Voice-Specific Design

voice_ux_principles:
  brevity:
    - Short responses (1-2 sentences ideal)
    - Get to the point quickly
    - Avoid lists in speech

  confirmation:
    - Acknowledge understanding
    - Repeat key information
    - Ask for clarification naturally

  pacing:
    - Natural rhythm
    - Pauses for comprehension
    - Don't rush

  error_handling:
    - "I didn't catch that"
    - Offer alternatives
    - Know when to escalate

  context:
    - Remember conversation history
    - Reference previous turns
    - Maintain topic coherence

Handling Interruptions

class InterruptibleAssistant:
    def __init__(self):
        self.current_response = None
        self.is_speaking = False

    async def handle_input(self, audio_chunk: bytes):
        # Detect speech during output
        if self.is_speaking and contains_speech(audio_chunk):
            # User interrupted
            await self.stop_current_response()
            self.is_speaking = False

        # Process new input
        transcript = await self.transcribe(audio_chunk)
        if transcript:
            await self.generate_and_speak(transcript)

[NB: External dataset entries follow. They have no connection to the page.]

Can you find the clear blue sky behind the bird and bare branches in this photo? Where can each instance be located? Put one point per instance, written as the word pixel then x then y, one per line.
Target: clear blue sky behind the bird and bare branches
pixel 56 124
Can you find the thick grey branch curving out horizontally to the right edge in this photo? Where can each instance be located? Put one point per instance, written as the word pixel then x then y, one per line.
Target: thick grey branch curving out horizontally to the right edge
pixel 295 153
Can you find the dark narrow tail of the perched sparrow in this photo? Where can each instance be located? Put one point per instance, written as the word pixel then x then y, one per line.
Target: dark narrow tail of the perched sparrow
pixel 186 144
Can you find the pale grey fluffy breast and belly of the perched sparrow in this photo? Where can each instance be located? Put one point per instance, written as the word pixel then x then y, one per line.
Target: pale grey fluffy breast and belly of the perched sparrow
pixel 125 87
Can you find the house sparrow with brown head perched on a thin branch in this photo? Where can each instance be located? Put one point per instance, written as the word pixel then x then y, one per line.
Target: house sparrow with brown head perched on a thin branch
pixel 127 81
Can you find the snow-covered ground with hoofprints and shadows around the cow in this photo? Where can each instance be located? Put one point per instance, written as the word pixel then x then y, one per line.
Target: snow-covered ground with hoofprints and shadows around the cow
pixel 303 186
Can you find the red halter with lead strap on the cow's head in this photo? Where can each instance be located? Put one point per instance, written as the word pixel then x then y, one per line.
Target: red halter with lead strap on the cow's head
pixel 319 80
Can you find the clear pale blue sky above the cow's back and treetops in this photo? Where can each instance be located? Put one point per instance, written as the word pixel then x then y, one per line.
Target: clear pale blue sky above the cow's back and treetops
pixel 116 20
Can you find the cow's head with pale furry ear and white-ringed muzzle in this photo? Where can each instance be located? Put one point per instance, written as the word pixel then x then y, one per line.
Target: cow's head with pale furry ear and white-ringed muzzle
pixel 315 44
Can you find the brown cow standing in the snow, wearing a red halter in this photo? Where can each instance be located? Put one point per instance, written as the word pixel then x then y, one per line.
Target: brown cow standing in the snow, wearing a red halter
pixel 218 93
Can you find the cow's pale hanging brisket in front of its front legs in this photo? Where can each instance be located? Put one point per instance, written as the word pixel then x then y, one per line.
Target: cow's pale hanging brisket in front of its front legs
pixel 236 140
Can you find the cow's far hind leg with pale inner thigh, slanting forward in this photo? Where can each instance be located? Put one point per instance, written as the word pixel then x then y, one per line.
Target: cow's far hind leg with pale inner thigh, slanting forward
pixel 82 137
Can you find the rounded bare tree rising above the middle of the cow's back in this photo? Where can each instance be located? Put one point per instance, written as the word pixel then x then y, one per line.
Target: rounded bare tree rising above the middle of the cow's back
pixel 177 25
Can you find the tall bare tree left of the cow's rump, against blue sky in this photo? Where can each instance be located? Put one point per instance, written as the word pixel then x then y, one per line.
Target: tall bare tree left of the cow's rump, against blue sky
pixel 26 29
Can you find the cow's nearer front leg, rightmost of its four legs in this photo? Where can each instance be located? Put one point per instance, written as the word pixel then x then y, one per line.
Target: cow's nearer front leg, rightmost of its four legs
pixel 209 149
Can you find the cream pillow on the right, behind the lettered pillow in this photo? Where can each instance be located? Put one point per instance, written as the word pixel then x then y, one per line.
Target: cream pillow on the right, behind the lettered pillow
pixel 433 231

    async def stop_current_response(self):
        if self.current_response:
            self.current_response.cancel()
            # Acknowledge interruption
            await self.speak("Sure, go ahead.")

Production Concerns

Latency Optimization

latency_optimization:
  streaming:
    - Stream audio as it's generated
    - Start speaking before full response
    - Reduces perceived latency

  caching:
    - Cache common responses
    - Pre-generate frequent phrases
    - Reduces synthesis latency

  edge_deployment:
    - Process near user when possible
    - Reduce network round trips

  model_selection:
    - tts-1 faster than tts-1-hd
    - Trade quality for speed when appropriate

Quality Monitoring

voice_quality_metrics:
  technical:
    - Transcription accuracy (WER)
    - Speech synthesis quality (MOS)
    - End-to-end latency

  user_experience:
    - Task completion rate
    - Conversation length
    - Repeat/clarification rate

  business:
    - User satisfaction (CSAT)
    - Containment rate (for support)
    - Cost per conversation

Key Takeaways

Voice AI is ready for production. Build thoughtfully.